The summary statistics are pretty straightforward:
• Average utility of the winning candidates for each system
• Average Bayesian regret of each voting system (ie. highest utility among candidates minus utility of winner)
• How many times the candidate with highest utility wins under each voting system
The calculation of utility is a little involved, but should make sense:
Each voter calculates the sum-of-squares weighted distance to each candidate, as s = ∑(wi × (vi - ci))2, where the w’s are the voter’s weights, the v’s are the voter’s positions, and the c’s are the candidate’s positions, and the sum is taken over all n issues.
Then there are two options, selectable by the “Utility” popup in the program. If “Exp” is chosen, then the calculation is u = exp(-s / 2n) and if “RMS” is chosen, then the calculation is u = -√(s / n), where in both cases n is the number of issues.
So that is how voters calculate their true honest utility for each candidate, and those are the values which, when averaged over all voters for a given candidate, are used to compare the quality of winners of different voting systems.
Now, when the simulator is run, it loops through all numbers of candidates and issues in the ranges specified by the user, and carries out the full complement of elections for each voting system with those values. To explain how that works, first I need to describe the “Voter Behaviors” table:
The “Level” values are much simpler to explain: when a voter looks at a pre-election poll, they take each candidate’s vote total, and raise it to the k’th power, where k is the voter’s level, and they treat those values as the candidates’ relative odds of winning. (Technically, the results are scaled at each step so they sum to 1 across all candidate, but the effect is the same.)

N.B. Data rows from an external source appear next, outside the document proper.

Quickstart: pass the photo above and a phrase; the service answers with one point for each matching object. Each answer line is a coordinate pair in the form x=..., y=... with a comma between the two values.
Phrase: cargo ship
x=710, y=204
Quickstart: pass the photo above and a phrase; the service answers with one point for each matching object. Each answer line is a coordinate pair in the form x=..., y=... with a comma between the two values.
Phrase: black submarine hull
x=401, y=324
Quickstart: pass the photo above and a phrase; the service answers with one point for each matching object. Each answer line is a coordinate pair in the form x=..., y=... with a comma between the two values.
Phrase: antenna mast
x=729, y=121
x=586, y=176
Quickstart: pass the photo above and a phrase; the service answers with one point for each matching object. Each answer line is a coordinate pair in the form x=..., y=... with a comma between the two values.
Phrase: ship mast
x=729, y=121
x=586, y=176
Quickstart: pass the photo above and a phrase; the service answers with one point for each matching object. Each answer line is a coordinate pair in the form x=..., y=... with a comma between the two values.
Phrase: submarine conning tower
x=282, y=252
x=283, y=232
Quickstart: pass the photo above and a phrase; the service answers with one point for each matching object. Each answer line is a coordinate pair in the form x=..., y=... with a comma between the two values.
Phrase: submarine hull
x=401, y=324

So a level-0 voter ignores the polls and treats each candidate as equally likely to win. A level-1 voter treats the percentage of votes that a candidate received in a poll, as that candidate’s odds of winning. And higher-level voters assign progressively higher likelihoods of winning to candidates near the top of the polls, and lower likelihoods to candidates near the bottom.
For example, if the poll results are 40%, 30%, 20%, 10%, then a level-3 voter will consider the candidates to have, respectively, 64%, 27%, 8%, and 1% odds of winning. Voters use their perceived probabilities for each candidate to win, in conjunction with their honest utility values for each candidate, to determine how they will vote in each election.
With all that explained, the elections themselves can be described:
Polls are just miniature elections. For the first poll, the “Electability” popup determines how likely the voters think each candidate is to win. If it is set to “Equal” then voters initially think all candidates have the same chances. If it is “Random” then each candidate is given a “Charisma” score drawn from a standard exponential distribution, and voters apply their strategy-level calculations to it. And if electability is set to “Ignore polls” then the voting system skips all the polls and goes straight to the election, using “Equal” electability so the result is that all voters act honestly (ie. as if they had strategy level 0).
In any case, the first poll is tallied by each voting system, and those results are fed into the next poll for voters to use in calculating their perceived odds for each candidate to win. This continues until all the polls are finished. Note that since the tallies are almost certain to differ between voting systems, that the voters are apt to behave differently in subsequent polls.
When all the polls are done, the results of the last one is used as input for the full election where all voters cast a ballot. And the results of that election show which candidate won under each voting system.
One thing I haven’t mentioned yet is the “Options” column. That just tells a voting system how many spots there are on the ballot for a voter to mark. The value 0 means to use the default for that system. With ranked methods like IRV and Schulze, specifying an options value means that voters indicate their “top x” choices (using their own strategy to determine who those top x are). With rated methods like Score and Majority Judgment, the options value tells how many different ratings are available.
I think that just about covers everything, and this post ended up way longer than I envisioned. So please let me know what you think, if you have questions or ideas, and whether you care to find out how the voter strategies work!